Here are some the improper motives I find when I interview people for entering into the ministry. Some enter into the ministry in order to:
- Earn God’s forgiveness and acceptance. This means that they are trying to earn eternal salvation by works, which is contrary to the gospel message. We are saved by grace through faith alone, not by works (Eph. 2:8-9; Gal. 3: 1-9).
- Get blessings from God. They think that if they do good and work hard, then God will be good to them. They serve within the church in order to get blessings from God (Phil. 3:9).
- Impress or please others. Some serve because they want people to notice them (Matt. 23:5). They take positions of leadership and authority because they want others to know what an important role they play within the church (3 John 9). They often become frustrated and upset when they aren’t properly recognized or thanked by others for their service.
- Help God. Some people think that God needs their help and that without them, the church and its ministries would fall apart. They do not realize that God is quite capable of carrying out His will without us. God accomplishes things through us, but He isn’t dependent upon us (Act. 17:25). He uses us not because He needs us, rather, He graciously allows us to join in His ministry.

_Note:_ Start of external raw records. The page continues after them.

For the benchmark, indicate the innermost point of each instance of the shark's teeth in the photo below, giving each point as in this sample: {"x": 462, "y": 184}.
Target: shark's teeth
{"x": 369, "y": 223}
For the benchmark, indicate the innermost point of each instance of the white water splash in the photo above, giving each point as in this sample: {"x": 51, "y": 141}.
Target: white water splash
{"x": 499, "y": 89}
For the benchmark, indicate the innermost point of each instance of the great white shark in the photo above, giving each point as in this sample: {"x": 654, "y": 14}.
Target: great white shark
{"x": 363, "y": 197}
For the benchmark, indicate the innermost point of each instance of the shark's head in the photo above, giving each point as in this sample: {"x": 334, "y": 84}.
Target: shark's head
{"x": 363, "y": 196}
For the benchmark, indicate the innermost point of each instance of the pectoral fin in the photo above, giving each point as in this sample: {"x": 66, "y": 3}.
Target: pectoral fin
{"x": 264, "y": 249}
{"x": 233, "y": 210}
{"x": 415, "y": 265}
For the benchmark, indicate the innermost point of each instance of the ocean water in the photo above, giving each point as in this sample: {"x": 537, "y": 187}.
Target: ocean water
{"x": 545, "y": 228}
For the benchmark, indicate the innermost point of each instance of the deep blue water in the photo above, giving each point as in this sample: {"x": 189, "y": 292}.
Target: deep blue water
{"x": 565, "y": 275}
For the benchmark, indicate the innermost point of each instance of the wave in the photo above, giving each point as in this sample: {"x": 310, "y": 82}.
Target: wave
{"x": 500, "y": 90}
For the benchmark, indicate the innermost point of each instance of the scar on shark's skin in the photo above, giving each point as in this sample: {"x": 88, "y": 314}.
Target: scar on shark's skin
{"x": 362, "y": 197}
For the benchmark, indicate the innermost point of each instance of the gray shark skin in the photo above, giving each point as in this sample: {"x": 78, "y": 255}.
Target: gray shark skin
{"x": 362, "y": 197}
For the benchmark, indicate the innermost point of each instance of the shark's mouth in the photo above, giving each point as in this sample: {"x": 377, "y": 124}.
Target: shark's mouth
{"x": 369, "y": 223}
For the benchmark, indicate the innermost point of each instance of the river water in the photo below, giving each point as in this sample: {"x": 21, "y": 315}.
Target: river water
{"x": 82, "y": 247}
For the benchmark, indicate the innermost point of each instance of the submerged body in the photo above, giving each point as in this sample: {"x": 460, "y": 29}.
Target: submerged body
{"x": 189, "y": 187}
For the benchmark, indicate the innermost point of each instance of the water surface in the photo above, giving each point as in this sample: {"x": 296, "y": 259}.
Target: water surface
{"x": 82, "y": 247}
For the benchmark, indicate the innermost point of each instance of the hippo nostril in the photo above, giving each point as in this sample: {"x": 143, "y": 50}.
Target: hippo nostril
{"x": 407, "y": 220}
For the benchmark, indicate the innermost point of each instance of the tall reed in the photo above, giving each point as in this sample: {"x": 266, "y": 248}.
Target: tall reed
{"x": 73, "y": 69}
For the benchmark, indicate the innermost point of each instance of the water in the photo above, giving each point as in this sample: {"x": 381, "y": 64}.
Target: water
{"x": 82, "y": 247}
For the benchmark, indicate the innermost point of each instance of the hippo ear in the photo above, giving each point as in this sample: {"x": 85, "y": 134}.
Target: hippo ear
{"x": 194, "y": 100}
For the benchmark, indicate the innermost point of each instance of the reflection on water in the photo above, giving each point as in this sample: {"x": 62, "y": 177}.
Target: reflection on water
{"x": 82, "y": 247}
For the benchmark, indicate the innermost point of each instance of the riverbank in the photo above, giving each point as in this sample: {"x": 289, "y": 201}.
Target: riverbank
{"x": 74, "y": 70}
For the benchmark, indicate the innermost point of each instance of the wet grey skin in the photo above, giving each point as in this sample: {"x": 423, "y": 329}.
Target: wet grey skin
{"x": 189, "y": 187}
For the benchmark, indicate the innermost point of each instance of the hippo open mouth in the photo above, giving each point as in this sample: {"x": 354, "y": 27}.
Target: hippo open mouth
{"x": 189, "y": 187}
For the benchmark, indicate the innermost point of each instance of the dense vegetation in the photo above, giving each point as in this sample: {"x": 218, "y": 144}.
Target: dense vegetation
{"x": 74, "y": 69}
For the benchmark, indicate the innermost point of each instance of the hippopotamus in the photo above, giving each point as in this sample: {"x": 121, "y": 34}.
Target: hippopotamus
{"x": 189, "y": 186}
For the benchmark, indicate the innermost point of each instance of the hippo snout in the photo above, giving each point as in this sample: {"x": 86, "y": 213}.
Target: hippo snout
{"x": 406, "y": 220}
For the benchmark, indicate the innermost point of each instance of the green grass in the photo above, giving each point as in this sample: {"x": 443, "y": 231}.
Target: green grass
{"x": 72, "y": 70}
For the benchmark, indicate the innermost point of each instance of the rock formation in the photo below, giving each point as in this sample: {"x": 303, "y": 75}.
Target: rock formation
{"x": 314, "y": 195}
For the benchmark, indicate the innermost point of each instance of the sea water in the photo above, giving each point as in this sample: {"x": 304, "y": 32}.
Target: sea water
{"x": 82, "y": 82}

Therefore, it is important that we enter the ministry with the proper motives. Here are some legitimate biblical motivations. We are motivated to serve God because:
- We know that we are His servants (Rom. 6:22). He saved us so that we can serve Him (Rom 7:6). So, serving Him is our obligation (Luke 17:7-10) and as God’s faithful servants, we yearn to hear Jesus say, “Well done, good and faithful servant… ” (Matt. 25:23).
- We love Him (1 John 4:18), above all else. Our love for God constrains (2 Cor, 5:12-14) us to obey Him (John 14:21; 1John 5:2) and to please Him (Col. 1:10; 1 Thes. 4:1).
- Of God’s grace. This is another powerful motivating force for service because He graciously saved us (Eph. 2:8-9) and also calls us into the ministry of grace (1Tim.1:12). His grace motivates us to offer our bodies to Him (Rom. 12:1-2) and to live for Him (Gal. 2:20).
- We know that our service for Him is not vain (1 Cor. 15:58) but it will be rewarded (Gal. 6:9; Col. 3:23-24) both in this life (Mark 10:28-31) and in eternity (Matt. 16:27; Rev. 22:12). God will reward us with treasures (Matt. 6:20) and crowns (1 Cor. 9:25; 1 Pet. 5:4; 2 Tim. 4:8) at the judgment seat of Christ (Rom. 14:10-12; 2 Cor. 5:10; 1 Cor. 3:9-13).
- Of fear. Fear of God motivates us to serve Him with faithfulness, otherwise there will be shame (2 Tim. 2:15; 1 John 2:28) or loss of reward (1 Cor. 3:13-15; 9:27) at His coming.
As responsible leaders, we need wisdom from God to figure out the kind of motive people bring when they join the ministry; as a wise servant of God, we must evaluate our own motives in the ministry again and again; as a normal Christian, we must evaluate ourselves why we participate those activities in the church and in the community. Service without proper motives is not really service to God, but service to ourselves.
(Picture caption: The youth group helping the believers in Thinglei by carrying firewood for cooking.)